Max got up and went towards her. He saw her creamy skin and the red hair, her slim throat beneath the white collar, and raised his hands. Up.

She said: “I know what you want to do to me. But, would Lizzie want me to be dead?”

“Don’t talk about Lizzie.”

“Why not? This is all about her. I can’t believe she would be happy that, because she died, you killed me.” She moved. “Let me pass.”

He hesitated. He wanted to kill her for something other than hatred now, he wanted to know how it would feel. How it would feel to hold his hands round her throat. He had always been a man quick to anger, had terrified people with his sudden, violent rages—Nina had always fled the house. Only Lizzie had not cared. Lizzie had simply laughed. But he had never been angry with her, only with things around her, things to do with himself. And her laughter had been enough.

He let Jane Fitzroy pass him. He did not touch her. She sat down at the kitchen table. She looked small and very young, he thought. A child. Only a child would be so naive. What could she possibly know?

“I’d like a cup of tea,” he said.

She reached for the pot. “Then home?”

“No.”

Abruptly, she began to cry.

Fifteen

Edwina Sleightholme had said nothing when charged with the abduction of Amy Sudden. She had not spoken apart from confirming her name.

Once they had left the helicopter, Serrailler had barely set eyes on her. He wanted to. He wanted to interview her, to drag the truth out of her about David Angus. He was not allowed to speak to her, of course. This wasn’t his patch or his case. All he could do was put in the formal request to interview her at a later date, when the Yorkshire cases were under way.

“Wish you’d stay another night,” Jim Chapman said. They were eating bacon sandwiches, brought up to his room by a willing DC. The entire HQ was on a high, amazed at what had happened, buzzing about the arrest of a woman.

Simon shook his head, mumbling through his bacon. “I’m fine. Hospital said so.”

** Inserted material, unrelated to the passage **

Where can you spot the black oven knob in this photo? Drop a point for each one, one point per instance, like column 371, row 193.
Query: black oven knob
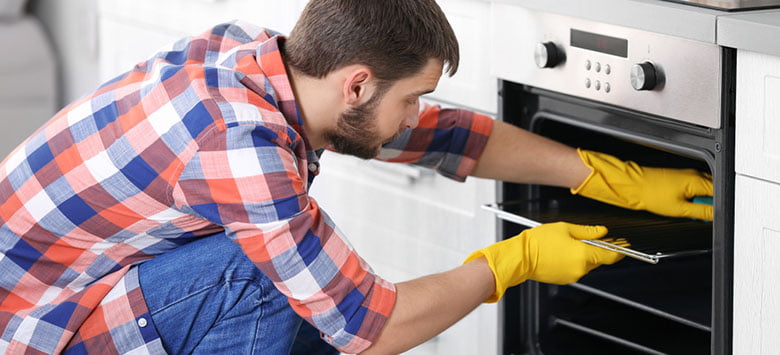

“Sufficiently fine to drive two hundred miles?”

“Yep.”

“Great, isn’t it?”

They looked at one another in understanding.

“Nothing to beat it,” Serrailler said, “even on a ledge halfway up a cliff face in a storm. But I have to get back. I want my hands on the David Angus file again.”

“It’s her.” Jim Chapman took a huge mouthful. The whole room smelled savoury.

“I know. Got to prove it though. She’s not going to cooperate.”

Chapman wiped his mouth and took a swig of tea. “It’ll have the shrinks on the hop.”

“I can’t get my own head round it. It goes against everything we know.”

“Not quite. Remember Rose West. Remember Myra Hindley”

“Hindley wasn’t on her own, she was drawn into it by Ian Brady. OK, she was corruptible, but would she have done it alone? I doubt it. Same goes for West.”